En revanche, la tension autour de la construction du modèle socio-économique persiste, car il est difficile de s’émanciper d’un modèle économique dans lequel l’économie est désencastrée et s’impose, via l’objectif d’équilibre économique, comme une contrainte exogène. Or, ce type de logique conduit inévitablement à la sélection des activités et donc des personnes privées durablement d’emploi en commençant par les plus éloignées sans lesquelles le projet manque son objectif.

De ce fait, l’alignement stratégique de l’EBE, entreprise de droit commun, avec l’objectif du projet, n’a rien de naturel et de pérenne.
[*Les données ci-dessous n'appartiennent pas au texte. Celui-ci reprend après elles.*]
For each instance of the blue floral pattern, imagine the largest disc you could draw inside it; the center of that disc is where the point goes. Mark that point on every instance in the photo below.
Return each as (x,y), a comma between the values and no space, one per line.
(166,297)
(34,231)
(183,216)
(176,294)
Bien au contraire, l’expérimentation nous montre que le risque de divergence est bien réel et qu’il convient d’y pallier, notamment en redéfinissant d’une part le cadre de pilotage et d’autre part le modèle comptable8 de l’EBE afin qu’ils soient cohérents avec son objet social.

La méthode CARE ne cherche pas à donner un prix ni à la terre ni à l’humain. L’intégration comptable de ces capitaux extrafinanciers ne donne pas lieu à la valorisation des « services » rendus par la nature ou de l’humain, mais au contraire à la valorisation des soins à apporter pour les préserver.

Un modèle comptable adapté à l’objet social de l’EBE

On l’aura compris, une EBE n’est pas une entreprise comme une autre. Pourtant, comme toutes les autres entreprises, lors de l’assemblée générale annuelle, les résultats de l’EBE sont évalués avec un indicateur principal : le résultat financier. Or, celui-ci a pour limite de ne refléter que la performance économique de l’entreprise et est incapable de rendre compte des performances sociales et environnementales de celle-ci.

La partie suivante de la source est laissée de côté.